(Lc 12,13-21): En aquel tiempo, uno de la gente le dijo: «Maestro, di a mi hermano que reparta la herencia conmigo». Él le respondió: «¡Hombre! ¿quién me ha constituido juez o repartidor entre vosotros?». Y les dijo: «Mirad y guardaos de toda codicia, porque, aun en la abundancia, la vida de uno no está asegurada por sus bienes».
Les dijo una parábola: «Los campos de cierto hombre rico dieron mucho fruto; y pensaba entre sí, diciendo: ‘¿Qué haré, pues no tengo donde reunir mi cosecha?’. Y dijo: ‘Voy a hacer esto: Voy a demoler mis graneros, y edificaré otros más grandes y reuniré allí todo mi trigo y mis bienes, y diré a mi alma: Alma, tienes muchos bienes en reserva para muchos años. Descansa, come, bebe, banquetea’. Pero Dios le dijo: ‘¡Necio! Esta misma noche te reclamarán el alma; las cosas que preparaste, ¿para quién serán?’. Así es el que atesora riquezas para sí, y no se enriquece en orden a Dios».

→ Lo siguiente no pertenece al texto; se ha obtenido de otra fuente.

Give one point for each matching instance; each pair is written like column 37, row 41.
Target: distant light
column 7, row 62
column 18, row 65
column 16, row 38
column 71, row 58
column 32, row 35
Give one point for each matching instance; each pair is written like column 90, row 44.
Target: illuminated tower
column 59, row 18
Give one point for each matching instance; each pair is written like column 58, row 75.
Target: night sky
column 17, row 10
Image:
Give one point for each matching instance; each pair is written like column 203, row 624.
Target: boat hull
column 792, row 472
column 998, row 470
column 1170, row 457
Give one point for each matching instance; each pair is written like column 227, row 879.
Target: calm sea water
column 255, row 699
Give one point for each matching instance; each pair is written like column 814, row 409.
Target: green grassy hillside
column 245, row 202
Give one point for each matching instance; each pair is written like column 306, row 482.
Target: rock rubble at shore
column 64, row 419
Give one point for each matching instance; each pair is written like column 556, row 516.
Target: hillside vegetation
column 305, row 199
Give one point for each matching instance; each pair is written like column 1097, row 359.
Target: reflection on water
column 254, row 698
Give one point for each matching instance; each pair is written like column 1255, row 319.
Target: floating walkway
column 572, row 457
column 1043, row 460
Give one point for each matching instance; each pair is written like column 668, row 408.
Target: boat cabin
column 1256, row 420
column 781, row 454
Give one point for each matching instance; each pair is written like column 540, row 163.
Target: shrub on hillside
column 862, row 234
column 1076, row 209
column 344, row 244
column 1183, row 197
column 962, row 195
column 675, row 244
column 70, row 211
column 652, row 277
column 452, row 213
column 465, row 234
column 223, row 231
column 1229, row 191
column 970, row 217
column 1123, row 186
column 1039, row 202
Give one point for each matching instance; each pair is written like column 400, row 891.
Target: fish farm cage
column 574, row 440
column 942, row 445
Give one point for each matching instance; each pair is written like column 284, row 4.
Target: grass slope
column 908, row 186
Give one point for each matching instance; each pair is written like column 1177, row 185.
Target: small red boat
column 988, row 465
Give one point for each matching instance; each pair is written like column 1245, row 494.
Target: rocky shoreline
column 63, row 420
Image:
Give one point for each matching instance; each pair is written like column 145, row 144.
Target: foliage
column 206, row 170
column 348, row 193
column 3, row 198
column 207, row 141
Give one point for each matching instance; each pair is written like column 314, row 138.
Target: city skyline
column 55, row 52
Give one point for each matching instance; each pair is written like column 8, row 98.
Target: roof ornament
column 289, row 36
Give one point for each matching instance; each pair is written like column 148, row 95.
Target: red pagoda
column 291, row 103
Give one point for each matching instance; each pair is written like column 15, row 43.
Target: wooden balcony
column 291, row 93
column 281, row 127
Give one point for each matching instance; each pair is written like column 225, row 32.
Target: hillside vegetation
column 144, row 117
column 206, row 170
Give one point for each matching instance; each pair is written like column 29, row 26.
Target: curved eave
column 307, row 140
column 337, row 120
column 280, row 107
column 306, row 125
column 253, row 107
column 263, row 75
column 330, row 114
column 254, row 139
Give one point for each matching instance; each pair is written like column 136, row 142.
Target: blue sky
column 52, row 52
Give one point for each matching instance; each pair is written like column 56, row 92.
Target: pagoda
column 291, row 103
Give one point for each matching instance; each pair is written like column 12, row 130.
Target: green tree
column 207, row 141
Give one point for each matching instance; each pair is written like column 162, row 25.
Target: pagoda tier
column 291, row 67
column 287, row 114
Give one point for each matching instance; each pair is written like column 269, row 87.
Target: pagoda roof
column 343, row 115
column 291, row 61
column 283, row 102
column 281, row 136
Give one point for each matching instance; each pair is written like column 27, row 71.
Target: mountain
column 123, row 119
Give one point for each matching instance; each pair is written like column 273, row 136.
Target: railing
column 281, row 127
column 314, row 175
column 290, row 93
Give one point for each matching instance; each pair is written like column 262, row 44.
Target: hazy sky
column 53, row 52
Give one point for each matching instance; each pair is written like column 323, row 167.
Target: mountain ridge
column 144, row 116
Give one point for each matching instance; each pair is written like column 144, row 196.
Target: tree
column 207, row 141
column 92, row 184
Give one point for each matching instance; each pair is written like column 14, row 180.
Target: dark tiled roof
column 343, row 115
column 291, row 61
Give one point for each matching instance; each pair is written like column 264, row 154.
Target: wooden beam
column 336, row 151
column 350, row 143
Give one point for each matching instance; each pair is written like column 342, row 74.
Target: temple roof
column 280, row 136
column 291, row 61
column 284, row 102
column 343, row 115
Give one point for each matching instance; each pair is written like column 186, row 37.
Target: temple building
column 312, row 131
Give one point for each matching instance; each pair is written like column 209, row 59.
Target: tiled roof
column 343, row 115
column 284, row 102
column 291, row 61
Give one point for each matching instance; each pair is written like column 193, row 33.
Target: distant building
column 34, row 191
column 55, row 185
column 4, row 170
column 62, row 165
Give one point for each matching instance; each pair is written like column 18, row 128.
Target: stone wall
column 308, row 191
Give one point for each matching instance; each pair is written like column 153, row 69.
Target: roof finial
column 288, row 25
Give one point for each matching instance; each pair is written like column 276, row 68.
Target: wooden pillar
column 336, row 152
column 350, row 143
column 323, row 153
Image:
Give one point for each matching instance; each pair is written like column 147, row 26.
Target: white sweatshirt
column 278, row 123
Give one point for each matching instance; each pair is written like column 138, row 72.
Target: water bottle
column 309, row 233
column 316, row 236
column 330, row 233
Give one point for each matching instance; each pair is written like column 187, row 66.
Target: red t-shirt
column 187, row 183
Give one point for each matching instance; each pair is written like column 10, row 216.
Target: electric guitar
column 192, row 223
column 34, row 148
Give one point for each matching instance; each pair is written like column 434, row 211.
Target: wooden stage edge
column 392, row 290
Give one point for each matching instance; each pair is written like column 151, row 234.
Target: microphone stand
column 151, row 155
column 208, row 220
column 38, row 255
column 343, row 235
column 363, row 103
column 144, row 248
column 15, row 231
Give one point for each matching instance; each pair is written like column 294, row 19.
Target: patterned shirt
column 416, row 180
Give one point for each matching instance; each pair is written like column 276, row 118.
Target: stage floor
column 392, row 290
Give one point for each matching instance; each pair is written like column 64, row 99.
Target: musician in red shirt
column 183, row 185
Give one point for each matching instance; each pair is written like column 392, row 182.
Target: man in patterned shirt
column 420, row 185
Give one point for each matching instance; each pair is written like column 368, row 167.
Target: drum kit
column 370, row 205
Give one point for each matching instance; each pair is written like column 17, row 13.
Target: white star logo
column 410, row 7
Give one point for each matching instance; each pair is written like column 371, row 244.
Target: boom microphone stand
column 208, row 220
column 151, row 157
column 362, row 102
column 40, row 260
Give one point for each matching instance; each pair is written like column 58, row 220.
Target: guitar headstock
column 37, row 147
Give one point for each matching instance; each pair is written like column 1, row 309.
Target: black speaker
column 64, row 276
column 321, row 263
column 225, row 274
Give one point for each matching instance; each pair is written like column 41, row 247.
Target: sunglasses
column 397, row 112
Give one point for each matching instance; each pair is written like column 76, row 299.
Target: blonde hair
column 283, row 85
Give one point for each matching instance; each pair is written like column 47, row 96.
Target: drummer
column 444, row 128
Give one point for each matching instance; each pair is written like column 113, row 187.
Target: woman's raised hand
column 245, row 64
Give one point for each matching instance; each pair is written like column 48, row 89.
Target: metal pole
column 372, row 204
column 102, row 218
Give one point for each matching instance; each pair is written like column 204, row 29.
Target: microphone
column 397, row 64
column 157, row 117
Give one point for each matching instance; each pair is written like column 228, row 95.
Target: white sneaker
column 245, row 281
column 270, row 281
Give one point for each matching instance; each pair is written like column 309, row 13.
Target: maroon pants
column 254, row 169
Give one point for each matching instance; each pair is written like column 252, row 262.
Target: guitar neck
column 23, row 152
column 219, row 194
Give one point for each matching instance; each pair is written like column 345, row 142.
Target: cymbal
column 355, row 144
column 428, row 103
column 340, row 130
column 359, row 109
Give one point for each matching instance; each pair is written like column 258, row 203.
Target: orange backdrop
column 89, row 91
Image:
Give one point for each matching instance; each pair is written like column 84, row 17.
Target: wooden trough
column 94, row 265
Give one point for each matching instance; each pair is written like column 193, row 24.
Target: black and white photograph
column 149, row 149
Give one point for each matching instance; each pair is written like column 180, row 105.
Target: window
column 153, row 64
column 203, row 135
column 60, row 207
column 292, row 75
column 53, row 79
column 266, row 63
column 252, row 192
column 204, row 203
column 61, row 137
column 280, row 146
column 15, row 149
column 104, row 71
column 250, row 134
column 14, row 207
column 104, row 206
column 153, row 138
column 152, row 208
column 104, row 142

Como siempre, el Maestro aprovecha cuantas ocasiones le salen al paso para enseñar. Esta vez lo hace sobre la riqueza y la avaricia y les cuenta una parábola, le pone un ejemplo para el caso, intentando abrirnos los ojos a los verdaderos valores. Eso sí, tengamos en cuenta que las riquezas o bienes de este mundo no son solo el dinero, sino también la fama, la posición social, el poder. La pregunta que en el fondo nos hace Jesús de cara a estos posibles deseos que podamos tener es :¿de qué nos sirve todo esto si está vacío por dentro?. Lo importante es ser rico, enriquecerse delante de Dios, en orden a Dios, en referencia a los valores que siempre ha tratado de impregnarnos. Hay un proverbio hindú que dice algo similar a que en tus manos muertas tendrás lo que diste con tus manos vivas. Seremos ricos ante Dios si nuestra vida se llena de sus valores que ya conocemos y que se resumen en amor y servicio. No tiene sentido nuestra vida si se encierra en si misma y solo andamos por ella como mirándonos al ombligo.